Aber seit Corona ist dieser Stillstand, diese Stille massiv geworden. Die Leute sind so unfassbar einsam. Letztens ist die liebe alte Lady mit einer ihrer Heim-Bekanntschaften auf der Bank am Gang gesessen, als ich gekommen bin. „Katy komm, setz Dich ein bisschen zu uns.“
Na klar hab ich mich dazugesetzt und einen Schwank aus meinem Leben erzählt. Natürlich einen lustigen, damit die Damen was zu lachen haben. Und was glaubt Ihr, was passiert ist?
Innerhalb von drei Minuten haben die anderen Leute auf der Station mitbekommen, dass jemand da ist, der mit ihnen redet, und wir waren umringt von knapp 10 Bewohner:innen (jetzt hätte ich fast „Insassen“ geschrieben), die sich auch unterhalten wollten. Sie haben alle durcheinander geredet. Der eine hat mal ein Auto im Preisausschreiben gewonnen, der andere hat früher im Krankenhaus gearbeitet. Eine Dame hat von ihren Kindern erzählt, die andere von ihrem Garten.
Es war so schön, aber auch gleichzeitig so traurig.

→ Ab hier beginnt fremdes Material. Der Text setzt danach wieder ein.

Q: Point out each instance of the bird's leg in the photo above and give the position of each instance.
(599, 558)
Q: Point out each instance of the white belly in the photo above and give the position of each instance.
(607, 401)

Was komisch ist: alle sind mittlerweile geimpft, und auch wenn sie das Gebäude nie verlassen, immer unter sich sind, und außer dem Personal, mir und einigen wenigen anderen Ärzt:innen und Therapeut:innen keiner von draußen rein kommt, und selbst das nur mit aktuellem Test, dürfen sie nicht mal unter Freund:innen nah beieinander sitzen. Da kommt sofort eine Schwester und ermahnt die Senior:innen zum Abstand. Die Fast-Blinden, Fast-Tauben, die alle geimpft sind, die kaum Kontakt zu ihren Familien haben dürfen, müssen immer strengstens mindestens eineinhalb Meter Abstand zueinander halten.
Aber es hilft ja nichts. Sterben wollen nämlich die meisten auch noch nicht. Und so hört man auch im Altenheim überall Durchhalteparolen. „Es ist schon eine narrische Zeit,“ sagen die Senior:innen. „Aber wir haben schon Schlimmeres überstanden. Das schaffen wir auch. Abwarten und auf das Beste hoffen.“
Na, dem ist ja eigentlich nichts hinzuzufügen, oder?